Desde os Jogos Olímpicos de 2012 em Londres, 150 defensores ambientais foram mortos no Brasil, a Global Witness afirmou esta manhã na conferência. Dados recentes da Comissão Pastoral da Terra (CPT), outra organização filiada à Igreja Católica, aponta que 2016 está no caminho para se equiparar as 50 mortes do ano passado.

“Nós documentamos 23 casos de mortes de defensores ambientais e de terras no Brasil esse ano, em sua maioria no Maranhão, Pará e Rondônia”, disse o encarregado dos defensores do Global Witness, Billy Kyte, ao Mongabay por e-mail. “O desmatamento e a agroindústria são as principais razões para a morte desses defensores.”

“Para muitos dos turistas das Olímpiadas do Rio de Janeiro, o Brasil é sinônimo de suas grandes e inúmeras florestas e seu estilo de vida tradicional. Ainda, as pessoas que tentam protegê-los estão sendo mortas em taxa inédita”, ele disse em uma declaração de imprensa.

A triste realidade da violência contra indígenas e ativistas ambientais em várias regiões do Brasil vai contra a imagem multicultural sendo apresentada ao mundo pelo país sede das Olimpíadas na organização da cerimônia de abertura de amanhã, os ativistas afirmaram.

Etnias, a 620-foot long mural in Rio de Janiero, Brazil, representing indigenous people from five continents by Brazilian artist Eduardo Kobra. The mural was commissioned for the Olympics. Photo by Agência Brasil Fotografias.
Etnias, um mural de mais de 180 metros no Rio de Janeiro, representando indígenas de cinco continentes, pelo artista brasileiro Eduardo Kobra. O mural foi encomendado para as Olimpíadas. Imagem: Agência Brasil Fotografias.

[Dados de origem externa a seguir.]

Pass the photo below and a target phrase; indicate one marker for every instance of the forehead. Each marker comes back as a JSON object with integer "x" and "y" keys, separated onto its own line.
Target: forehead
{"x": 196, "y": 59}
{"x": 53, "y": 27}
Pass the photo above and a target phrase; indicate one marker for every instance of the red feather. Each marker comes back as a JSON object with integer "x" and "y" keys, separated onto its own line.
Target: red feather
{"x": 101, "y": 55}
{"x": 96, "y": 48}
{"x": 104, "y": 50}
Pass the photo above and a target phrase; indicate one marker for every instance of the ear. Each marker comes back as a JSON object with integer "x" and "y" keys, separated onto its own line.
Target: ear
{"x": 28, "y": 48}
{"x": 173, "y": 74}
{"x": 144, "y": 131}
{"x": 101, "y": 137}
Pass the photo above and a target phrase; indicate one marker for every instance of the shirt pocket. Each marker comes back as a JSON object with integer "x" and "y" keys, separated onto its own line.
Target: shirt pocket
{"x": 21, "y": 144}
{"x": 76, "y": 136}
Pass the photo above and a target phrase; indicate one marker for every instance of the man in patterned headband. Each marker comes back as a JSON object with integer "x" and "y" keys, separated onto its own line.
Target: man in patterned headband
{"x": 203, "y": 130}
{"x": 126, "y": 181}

“As conclusões liberadas pela CIMI e pela Global Witness mostram que a imagem que o Brasil apresenta ao mundo oculta a real violência do nosso dia a dia como índios”, disse a coordenadora nacional da Articulação dos Povos Indígenas do Brasil (APIB), Sonia Guajajara.

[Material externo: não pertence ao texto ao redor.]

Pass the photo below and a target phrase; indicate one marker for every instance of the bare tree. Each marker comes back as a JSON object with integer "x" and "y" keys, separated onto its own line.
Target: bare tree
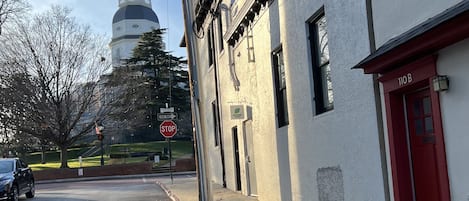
{"x": 9, "y": 8}
{"x": 49, "y": 78}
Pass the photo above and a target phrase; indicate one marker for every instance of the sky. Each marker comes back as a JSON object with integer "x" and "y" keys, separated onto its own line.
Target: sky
{"x": 98, "y": 14}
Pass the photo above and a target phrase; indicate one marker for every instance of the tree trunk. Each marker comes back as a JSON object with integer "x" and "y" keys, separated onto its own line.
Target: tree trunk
{"x": 63, "y": 157}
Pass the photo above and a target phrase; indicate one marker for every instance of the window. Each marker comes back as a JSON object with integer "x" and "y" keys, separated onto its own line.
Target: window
{"x": 280, "y": 87}
{"x": 324, "y": 97}
{"x": 211, "y": 45}
{"x": 216, "y": 123}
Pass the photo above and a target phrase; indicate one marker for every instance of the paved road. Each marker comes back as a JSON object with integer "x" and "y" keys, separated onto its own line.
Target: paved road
{"x": 138, "y": 189}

Guajajara e outros líderes indígenas usaram enfoque fornecido pelos Jogos Olímpicos para dar publicidade a vários casos em torno do país. Eles também notaram que a violência contra os índios e ativistas ambientais no Brasil tem uma conexão direta com vários países participantes dos Jogos Olímpicos: os produtos de plantações agrícolas e desmatamento ilegal que resultam em desflorestamento e violência são em sua maioria para exportação.

“Vários fatores estão alimentando esse ciclo de violência e violações sistemáticas dos direitos das comunidades indígenas no Brasil”, disse o secretário executivo da CIMI, Cleber Buzatto, em uma declaração da APIB de 4 de agosto. “Essas são falhas do governo brasileiro, a impunidade da milícia e dos responsáveis por ela, e a demanda constante de outros países por produtos agrícolas produzidos no Brasil”.

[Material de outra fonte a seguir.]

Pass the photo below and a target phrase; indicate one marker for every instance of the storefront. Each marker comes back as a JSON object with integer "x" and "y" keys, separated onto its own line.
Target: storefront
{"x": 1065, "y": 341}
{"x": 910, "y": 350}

O Brasil é o segundo país com maior número de exportação de soja, e também produz óleo de palma (também chamado de azeite de dendê) e eucalipto. A expansão de plantações agrícolas, criação de gados e desmatamento ilegal pela região da Amazônia está resultando em desflorestamento. Ataques contra comunidades indígenas em torno do país foram relacionados à expansão de agricultura destinada à exportação.

Gado pastando em uma planície no Brasil. Imagem: Rhett A. Butler.

“Em menos de um ano, nós registramos mais de 30 ataques paramilitares em comunidades locais do Guarani Kaiowá. Conduzidas por fazendeiros e agricultores que produzem produtos agrícolas em sua maioria para exportação, essas milícias são responsáveis pelos ataques que resultaram em várias mortes e pessoas feridas”, disse Buzatto.

No Brasil, os indígenas, em particular, enfrentam ameaças que vão além de ataques e mortes, de acordo com a relatora especial de assuntos sobre a população indígena dos Estados Unidos, Victoria Tauli Corpuz.

“Mesmo em contextos em que violência física direta não foi relatada pelos indígenas, eles enfrentam ameaças profundas a sua existência. Isso ocorre com as ações e omissões do Estado e intermediários privados no contexto de projetos em desenvolvimento aplicadas sobre a população indígena sem antes ser consultado ou sem uma tentativa de obter um aviso prévio e autorização informada”, disse Tauli Corpuz em uma declaração seguida de sua visita ao Brasil em março.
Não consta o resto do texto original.